Im dritten Teil geht es schließlich darum, warum wir manche Probleme einfach nicht lösen, obwohl es vielleicht gar nicht einmal so viel Aufwand bedürfte. Aus dem einfachen Grund nämlich, dass (fast) jedes Problem uns auch einen benefit gibt – dessen Fehlen sich dann selbst zu einem Problem mausern würde. Und wenn wir schon ein Problem haben, dann bleiben wir doch lieber beim altbekannten, an das wir bereits gewöhnt sind.

Untermauert werden seine Aussagen durch zahlreiche, vielzitierte Studien aus Psychologie, Neurobiologie und Soziologie. Der Schreibstil ist wie bereits gesagt sehr unterhaltsam und amüsant, dadurch lässt sich der teils theoretische Stoff gut lesen.
Was ich besonders schätze ist, dass es sich nicht um einen der klassischen Ratgeber handelt nach dem Prinzip „tu dies, jenes und das, dann bist du am Ziel“. Denn in der Realität lässt sich eine solche Checkliste ja doch niemals zu 100% auf die eigene Situation übertragen. Stattdessen gibt es bei Ankowitsch einen großen Fundus an Vorschlägen, wie man ein Problem angehen kann. Welche davon man nun in der jeweiligen Situation anwendet, das muss man selbst entscheiden, denn jedes Problem ist so individuell wie seine Lösung. Und wenn man einmal nicht sofort Erfolg hat – kein Problem, einfach etwas anderes ausprobieren!

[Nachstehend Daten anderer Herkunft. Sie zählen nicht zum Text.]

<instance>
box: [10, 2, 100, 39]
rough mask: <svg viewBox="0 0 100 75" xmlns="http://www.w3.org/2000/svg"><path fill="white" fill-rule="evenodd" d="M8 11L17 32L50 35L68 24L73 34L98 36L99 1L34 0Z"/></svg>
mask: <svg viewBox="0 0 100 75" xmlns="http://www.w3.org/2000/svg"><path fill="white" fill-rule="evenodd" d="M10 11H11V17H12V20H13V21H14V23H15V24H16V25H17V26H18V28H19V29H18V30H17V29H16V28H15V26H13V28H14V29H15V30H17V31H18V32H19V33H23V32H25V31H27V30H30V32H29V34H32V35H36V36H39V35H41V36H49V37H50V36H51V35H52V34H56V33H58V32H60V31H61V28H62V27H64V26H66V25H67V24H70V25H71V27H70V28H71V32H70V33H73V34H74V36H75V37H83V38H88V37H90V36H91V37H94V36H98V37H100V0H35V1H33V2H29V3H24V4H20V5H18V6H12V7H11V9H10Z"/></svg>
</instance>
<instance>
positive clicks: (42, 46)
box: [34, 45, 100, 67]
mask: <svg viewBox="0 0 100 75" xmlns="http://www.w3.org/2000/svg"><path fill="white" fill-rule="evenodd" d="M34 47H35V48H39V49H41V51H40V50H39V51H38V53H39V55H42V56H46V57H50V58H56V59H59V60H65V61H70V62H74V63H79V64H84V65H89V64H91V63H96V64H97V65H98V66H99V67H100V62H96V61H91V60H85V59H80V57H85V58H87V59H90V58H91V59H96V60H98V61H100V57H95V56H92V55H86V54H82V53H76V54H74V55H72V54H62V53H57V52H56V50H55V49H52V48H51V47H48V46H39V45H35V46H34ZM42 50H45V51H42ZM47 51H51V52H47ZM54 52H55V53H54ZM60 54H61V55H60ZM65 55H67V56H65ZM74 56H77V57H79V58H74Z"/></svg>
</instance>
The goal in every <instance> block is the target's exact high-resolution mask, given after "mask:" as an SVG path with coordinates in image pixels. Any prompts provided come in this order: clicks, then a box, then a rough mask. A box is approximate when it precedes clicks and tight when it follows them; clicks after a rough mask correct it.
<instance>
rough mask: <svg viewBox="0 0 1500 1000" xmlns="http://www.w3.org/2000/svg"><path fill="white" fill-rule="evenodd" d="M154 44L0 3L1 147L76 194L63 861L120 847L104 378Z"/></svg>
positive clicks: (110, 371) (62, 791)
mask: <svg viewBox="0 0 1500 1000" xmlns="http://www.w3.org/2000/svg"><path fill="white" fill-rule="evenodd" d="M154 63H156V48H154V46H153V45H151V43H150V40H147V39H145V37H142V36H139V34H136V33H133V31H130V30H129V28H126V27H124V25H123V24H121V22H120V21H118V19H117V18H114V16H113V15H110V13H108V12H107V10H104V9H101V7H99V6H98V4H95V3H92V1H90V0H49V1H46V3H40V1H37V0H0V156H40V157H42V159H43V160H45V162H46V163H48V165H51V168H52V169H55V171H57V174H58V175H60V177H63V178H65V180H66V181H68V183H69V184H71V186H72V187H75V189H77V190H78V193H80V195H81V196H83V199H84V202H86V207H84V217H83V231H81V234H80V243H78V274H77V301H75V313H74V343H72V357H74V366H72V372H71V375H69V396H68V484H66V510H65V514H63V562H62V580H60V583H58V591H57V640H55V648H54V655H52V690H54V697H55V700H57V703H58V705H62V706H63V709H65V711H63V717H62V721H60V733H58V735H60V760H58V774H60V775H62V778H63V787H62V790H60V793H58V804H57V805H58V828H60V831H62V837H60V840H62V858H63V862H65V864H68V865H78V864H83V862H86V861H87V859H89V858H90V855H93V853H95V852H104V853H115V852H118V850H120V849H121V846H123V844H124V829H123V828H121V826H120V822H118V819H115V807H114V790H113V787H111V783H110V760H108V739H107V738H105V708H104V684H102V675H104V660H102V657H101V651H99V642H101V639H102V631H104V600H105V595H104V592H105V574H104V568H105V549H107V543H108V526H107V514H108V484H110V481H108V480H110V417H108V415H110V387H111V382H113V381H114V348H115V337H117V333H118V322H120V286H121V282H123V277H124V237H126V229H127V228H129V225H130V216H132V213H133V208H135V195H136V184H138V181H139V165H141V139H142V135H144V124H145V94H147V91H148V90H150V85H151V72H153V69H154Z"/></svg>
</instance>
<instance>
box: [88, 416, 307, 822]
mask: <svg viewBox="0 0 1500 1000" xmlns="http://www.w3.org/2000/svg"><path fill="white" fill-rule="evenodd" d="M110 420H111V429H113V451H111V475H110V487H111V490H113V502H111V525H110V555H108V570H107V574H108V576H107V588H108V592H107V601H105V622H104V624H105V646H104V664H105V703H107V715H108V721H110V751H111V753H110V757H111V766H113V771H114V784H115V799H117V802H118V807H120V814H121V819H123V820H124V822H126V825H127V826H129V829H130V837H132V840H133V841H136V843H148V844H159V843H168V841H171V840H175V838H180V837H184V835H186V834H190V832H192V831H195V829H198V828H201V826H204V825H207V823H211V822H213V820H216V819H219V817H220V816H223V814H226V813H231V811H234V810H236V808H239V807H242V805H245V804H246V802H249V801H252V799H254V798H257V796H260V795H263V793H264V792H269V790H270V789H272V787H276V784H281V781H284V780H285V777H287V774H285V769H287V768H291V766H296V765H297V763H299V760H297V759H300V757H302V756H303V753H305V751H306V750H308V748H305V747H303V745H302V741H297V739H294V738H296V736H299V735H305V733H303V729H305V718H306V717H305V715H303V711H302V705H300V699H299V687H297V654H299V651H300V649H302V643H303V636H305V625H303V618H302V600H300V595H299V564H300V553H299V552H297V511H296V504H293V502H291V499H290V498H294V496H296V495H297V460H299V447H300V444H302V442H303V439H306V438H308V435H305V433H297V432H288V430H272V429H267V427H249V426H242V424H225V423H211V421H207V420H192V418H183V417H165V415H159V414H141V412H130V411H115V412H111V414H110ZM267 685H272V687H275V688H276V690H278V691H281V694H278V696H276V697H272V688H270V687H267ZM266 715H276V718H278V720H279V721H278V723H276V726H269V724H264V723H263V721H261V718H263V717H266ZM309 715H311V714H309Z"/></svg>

Zwei Tage nach Ende der Lektüre kann ich sogar bereits sagen, dass einige der Ansätze tatsächlich einen positiven Effekt haben. So hat beispielsweise das aus Wut Dinge um sich werfende Kind ganz schnell mit selbigem aufgehört, nachdem ich ein paar (unzerbrechliche) Sachen hinterher geworfen habe und auf seinen verstörten Blick hin amüsiert gefragt habe, ob das jetzt ein neues Spiel ist, und wer am weitesten wirft gewinnt.

Fazit:

Bewertung: 5 von 5.

Das Buch ist sicher nicht in der Lage, und beim Lösen all unserer Probleme zu helfen, aber das ist auch gar nicht das Ziel. Stattdessen will es uns eine andere Sicht auf so manches „Problem“ vermitteln. Zudem bietet es Anregungen zur Problemlösung, die definitiv ein Blick über den Tellerrand hinaus und mindestens einen Versuch Wert sind. Da mir einiges davon tatsächlich schon weiter geholfen hat bekommt das Buch von mir volle Punktzahl!